D'autre part, le texte déposé ne comportait, contrairement à ce que soutiennent les députés requérants, aucune incidence directe sur les charges publiques. L'on ne saurait, en effet, sérieusement soutenir - sauf à faire prévaloir une conception particulièrement restrictive du pouvoir d'initiative consacré par l'article 39 - que l'article 40 interdit aux parlementaires de proposer des mesures susceptibles d'avoir des incidences indirectes en termes de coût de fonctionnement pour les administrations ou les juridictions.
b) Cela étant, on peut s'interroger sur le caractère opérant d'un tel moyen à l'égard du texte, tel qu'il a été finalement adopté. Si les mesures de compensation figurant à l'article 12 de la proposition n'avaient pas été suffisantes, l'irrecevabilité qui en aurait résulté n'aurait affecté que les articles ayant une incidence financière, et non pas la proposition dans son ensemble, dans la mesure où ces articles sont dissociables du reste du texte (no 77-91 DC du 18 janvier 1978). La proposition de loi serait donc restée recevable pour le surplus, et aurait régulièrement été enregistrée et mise en discussion.
Dès lors que l'appréciation portée par les autorités parlementaires au regard de l'article 40 ne pouvait ainsi, en tout état de cause, faire obstacle à l'examen de la proposition, on peut se demander si la contestation des articles en cause, théoriquement opérante au moment où s'engage la discussion du texte, conserve encore un objet, à partir du moment où le Gouvernement accepte la suppression de ces gages. Il importe, en effet, de ne pas perdre de vue la portée exacte de l'article 40, qui a essentiellement pour objet d'encadrer l'initiative des parlementaires en matière financière en les plaçant en face de leurs responsabilités, et qui ne saurait avoir pour effet de limiter celle du Gouvernement. Les interdictions que comporte cet article ne s'adressant pas au Gouvernement, celui-ci peut toujours faire connaître son assentiment à l'initiative ainsi prise en supprimant les gages, c'est-à-dire en reprenant à son compte les articles ayant une incidence financière. L'adoption d'un tel amendement peut donc être regardé comme levant tout obstacle au regard de l'article 40.

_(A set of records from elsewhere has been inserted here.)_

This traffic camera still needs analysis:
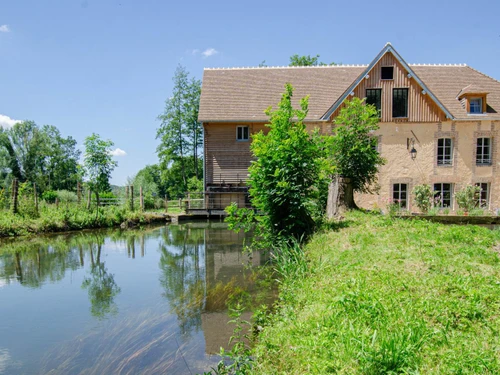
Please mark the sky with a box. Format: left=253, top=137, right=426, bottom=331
left=1, top=0, right=499, bottom=185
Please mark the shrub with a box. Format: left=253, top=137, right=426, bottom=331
left=42, top=190, right=58, bottom=203
left=455, top=185, right=481, bottom=213
left=412, top=184, right=433, bottom=213
left=56, top=190, right=78, bottom=203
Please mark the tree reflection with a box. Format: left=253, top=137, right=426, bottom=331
left=81, top=239, right=121, bottom=319
left=158, top=225, right=205, bottom=335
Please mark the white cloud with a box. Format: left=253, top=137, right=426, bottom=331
left=110, top=148, right=127, bottom=157
left=0, top=25, right=10, bottom=33
left=202, top=48, right=218, bottom=58
left=0, top=114, right=21, bottom=128
left=190, top=49, right=200, bottom=55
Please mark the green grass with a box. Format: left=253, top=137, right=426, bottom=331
left=252, top=211, right=500, bottom=374
left=0, top=203, right=169, bottom=238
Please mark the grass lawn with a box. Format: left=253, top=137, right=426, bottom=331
left=252, top=211, right=500, bottom=374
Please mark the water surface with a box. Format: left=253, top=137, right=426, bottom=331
left=0, top=222, right=269, bottom=374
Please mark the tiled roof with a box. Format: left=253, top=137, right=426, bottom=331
left=412, top=65, right=500, bottom=119
left=199, top=64, right=500, bottom=122
left=198, top=66, right=365, bottom=122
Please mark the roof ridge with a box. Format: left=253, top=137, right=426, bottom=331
left=466, top=65, right=500, bottom=85
left=409, top=63, right=467, bottom=67
left=204, top=65, right=368, bottom=70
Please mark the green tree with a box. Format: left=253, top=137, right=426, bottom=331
left=228, top=84, right=322, bottom=243
left=0, top=122, right=81, bottom=192
left=289, top=54, right=336, bottom=66
left=160, top=156, right=202, bottom=199
left=325, top=97, right=385, bottom=218
left=157, top=65, right=203, bottom=191
left=42, top=125, right=81, bottom=191
left=83, top=133, right=117, bottom=204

La faculté ainsi reconnue au Gouvernement a été, en l'espèce, utilisée par lui le 8 décembre 1998, lors de l'examen et de la suppression de l'article 12. Il est donc permis de penser qu'à les supposer même fondées au départ, les critiques dirigées contre cet article, et tenant au caractère réel et suffisant des compensations qu'il avait auparavant prévues, se trouveraient ainsi privées de portée utile, dès lors qu'il ne figure plus dans la loi.
S'agissant enfin de l'invocation, par les sénateurs requérants, de l'article 1er de l'ordonnance organique relative aux lois de finances, elle est, en tout état de cause, inopérante, dans la mesure où l'article 7 qu'ils critiquent ne concerne pas les charges de l'Etat.